By the Gods!

Virna Lisi, Gordon Scott and Steve Reeves in DUEL OF THE TITANS (1961)

I'm currently reading plenty of books on Greek mythology (including the Iliad) and it's interesting that Aeneas was the remote descendant of Romulus (of Romulus and Remus; see chart below), both portrayed by Steve Reeves, as Aeneas in THE TROJAN HORSE (1961) and THE AVENGER (1962; aka Last Glory of Troy) and as Romulus in DUEL OF THE TITANS. Now how to connect Hercules, Steve's most famous role, with Aeneas and Troy. I've discovered many things these past few weeks, including the time Hercules attacked Troy. Now that's a movie that should have been made: HERCULES AGAINST TROY. From Wikipedia (I know):

"Laomedon, King of Troy, planned on sacrificing his daughter Hesione to Poseidon in the hope of appeasing him. Heracles happened to arrive (along with Telamon and Oicles) and agreed to kill the monster if Laomedon would give him the horses received from Zeus as compensation for Zeus' kidnapping Ganymede. Laomedon agreed. Heracles killed the monster, but Laomedon went back on his word. Accordingly, in a later expedition, Heracles and his followers attacked Troy and sacked it. Then they slew all Laomedon's sons present there save Podarces, who was renamed Priam, who saved his own life by giving Heracles a golden veil Hesione had made."

Priam is the first cousin to Aeneas' father, Anchises! BTW, those horses were immortal and could run on water.

Someone should make the ultimate lineage chart of Greek mythological characters. Something like this one about the House of Troy and Dardaniaand.


5 comments:

Richard Svensson said...

Hercules also visited what would become the Avantine Hill in Rome, before the city was built. At that time a cave on the pastoral location was inhabited by the fire-breathing giant Cacus, son of Vulcan. He used to eat the local populace, and nail the heads of his victims to the entrance of his cave. Hercules passed by with Geryon's cattle (after his tenth labor), and while he took a nap, Geryon stole eight of the animals. When Hercules noticed this he, of course, became furious and stormed Geryon's cave. Though being assaulted by the monster's fire and smoke, Hercules strangled the giant and became a local hero. Both simple and grand temples were erected to his honor in the area, but only the temple of Hercules Victor remains in some form, I think.
This tale is also mentioned somewhere in the Aenid, and we actually had to read it in the original Latin when I went to high school.

TC said...

Usually, the myths state that Romulus and Remus were sons of the Vestal virgin priestess Rhea Silva, and that the father was Mars, god of war. There is a version, though, that says their father was Hercules. So that would provide the Hercules connection. And Duel of the Titans could have been marketed as "Tyrant of the Sabines Against the Sons of Hercules," or something like that.

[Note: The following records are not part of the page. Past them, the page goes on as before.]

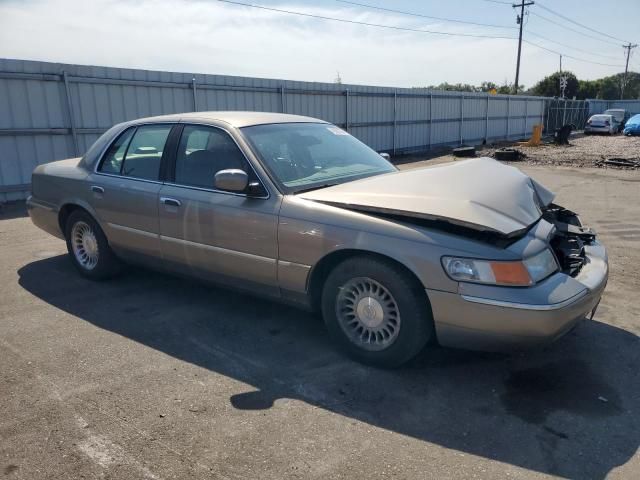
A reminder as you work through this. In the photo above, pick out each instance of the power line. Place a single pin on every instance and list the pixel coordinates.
(414, 14)
(521, 24)
(393, 27)
(573, 30)
(367, 24)
(579, 24)
(564, 55)
(628, 48)
(569, 46)
(420, 15)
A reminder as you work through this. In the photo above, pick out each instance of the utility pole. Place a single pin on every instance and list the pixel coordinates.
(628, 48)
(520, 21)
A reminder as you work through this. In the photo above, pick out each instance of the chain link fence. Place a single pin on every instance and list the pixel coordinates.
(559, 112)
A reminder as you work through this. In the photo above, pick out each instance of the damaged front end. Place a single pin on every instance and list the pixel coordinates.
(569, 238)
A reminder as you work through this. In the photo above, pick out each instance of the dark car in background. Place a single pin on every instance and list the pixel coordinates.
(632, 126)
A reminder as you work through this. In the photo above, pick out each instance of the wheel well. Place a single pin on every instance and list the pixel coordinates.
(323, 268)
(64, 213)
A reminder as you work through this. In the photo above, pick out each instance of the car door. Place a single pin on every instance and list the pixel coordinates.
(124, 191)
(219, 235)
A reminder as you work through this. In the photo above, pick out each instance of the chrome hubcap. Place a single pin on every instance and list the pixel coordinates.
(368, 313)
(85, 245)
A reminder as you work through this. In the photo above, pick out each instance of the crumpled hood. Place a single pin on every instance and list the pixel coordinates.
(480, 193)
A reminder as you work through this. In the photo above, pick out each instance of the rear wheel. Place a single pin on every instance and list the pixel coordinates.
(376, 311)
(88, 247)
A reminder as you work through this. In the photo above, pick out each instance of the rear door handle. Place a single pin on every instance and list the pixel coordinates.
(170, 201)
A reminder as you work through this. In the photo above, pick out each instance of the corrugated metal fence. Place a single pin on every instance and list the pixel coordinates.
(599, 106)
(50, 111)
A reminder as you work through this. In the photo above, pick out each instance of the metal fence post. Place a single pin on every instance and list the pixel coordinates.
(346, 109)
(508, 116)
(72, 122)
(461, 118)
(430, 120)
(486, 121)
(395, 121)
(195, 99)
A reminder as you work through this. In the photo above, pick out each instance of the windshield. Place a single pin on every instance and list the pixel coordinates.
(304, 156)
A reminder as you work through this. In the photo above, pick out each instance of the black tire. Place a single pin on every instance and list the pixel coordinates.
(414, 318)
(507, 154)
(107, 264)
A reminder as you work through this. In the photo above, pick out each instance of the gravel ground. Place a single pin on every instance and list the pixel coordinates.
(583, 151)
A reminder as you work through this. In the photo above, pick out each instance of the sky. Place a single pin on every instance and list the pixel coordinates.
(209, 36)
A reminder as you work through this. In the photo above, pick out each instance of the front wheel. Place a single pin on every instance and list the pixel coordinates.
(88, 247)
(378, 313)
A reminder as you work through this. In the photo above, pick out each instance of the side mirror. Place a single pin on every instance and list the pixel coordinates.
(232, 180)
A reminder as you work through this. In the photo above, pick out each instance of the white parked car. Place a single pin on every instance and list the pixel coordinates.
(601, 123)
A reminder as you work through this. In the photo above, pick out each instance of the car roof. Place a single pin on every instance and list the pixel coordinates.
(234, 118)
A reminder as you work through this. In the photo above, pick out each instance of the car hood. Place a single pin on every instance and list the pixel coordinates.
(482, 194)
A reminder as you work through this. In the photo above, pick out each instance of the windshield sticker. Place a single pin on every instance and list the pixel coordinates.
(337, 131)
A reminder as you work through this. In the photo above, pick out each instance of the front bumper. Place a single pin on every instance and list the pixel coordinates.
(490, 318)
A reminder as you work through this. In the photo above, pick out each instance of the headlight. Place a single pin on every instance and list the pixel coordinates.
(515, 273)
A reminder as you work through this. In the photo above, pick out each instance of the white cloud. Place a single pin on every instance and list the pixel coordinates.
(212, 37)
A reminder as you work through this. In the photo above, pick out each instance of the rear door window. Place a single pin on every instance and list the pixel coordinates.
(204, 151)
(143, 156)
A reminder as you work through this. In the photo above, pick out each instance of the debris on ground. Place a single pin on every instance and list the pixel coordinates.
(583, 151)
(561, 136)
(619, 162)
(464, 151)
(508, 154)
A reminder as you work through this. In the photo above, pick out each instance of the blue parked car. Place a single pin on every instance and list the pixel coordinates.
(632, 127)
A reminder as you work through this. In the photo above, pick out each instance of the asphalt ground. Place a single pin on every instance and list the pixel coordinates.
(153, 376)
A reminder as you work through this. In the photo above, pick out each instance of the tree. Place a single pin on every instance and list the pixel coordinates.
(550, 86)
(608, 88)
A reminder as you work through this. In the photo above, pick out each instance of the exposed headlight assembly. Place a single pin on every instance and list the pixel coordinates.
(520, 273)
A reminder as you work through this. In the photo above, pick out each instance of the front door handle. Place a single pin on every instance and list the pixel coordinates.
(170, 201)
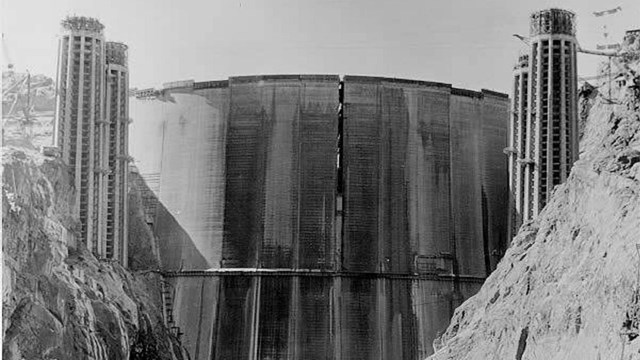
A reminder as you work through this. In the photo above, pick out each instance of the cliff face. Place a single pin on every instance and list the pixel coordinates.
(59, 301)
(569, 286)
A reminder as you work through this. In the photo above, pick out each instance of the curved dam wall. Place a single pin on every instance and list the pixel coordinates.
(281, 172)
(338, 220)
(177, 142)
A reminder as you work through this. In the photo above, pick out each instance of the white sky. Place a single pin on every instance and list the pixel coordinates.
(465, 43)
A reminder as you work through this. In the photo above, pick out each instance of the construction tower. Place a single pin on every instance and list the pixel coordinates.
(91, 135)
(544, 133)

IIUC, the stories of Aeneas, and of Romulus & Remus, began independently of each other, and it was sometime around 1 A.D. that Roman writers tried to reconcile the two. So it became canon that Romulus and Remus were descendants of Aeneas. My guess is that the Romans wanted to trace their ancestry to Troy, but the story of Romulus & Remus was just too good to delete.

There was also a story about Rome being founded by a son of Ulysses and Circe, but it did not really catch on. Maybe the Romans did not want to trace their ancestry to a Greek.

Anonymous said...

I didn't know that the TV pilot Hercules and the Princess of Troy was based on an actual Greek myth, but evidently Princess Diana (Diana Hyland) was based on Hesione, and the movie/TV episode even included the immortal horses.

Scott Ochiltree said...

The latest fashion in serious fiction is the retelling of the Trojan War from a female perspective.

THE SILENCE OF THE GIRLS by British author Pat Barker is a well received example of this genre.

Anonymous said...

Julius Caesar's family traced their descent from Aeneas and therefore claimed Venus/Aphrodite as an ancestor.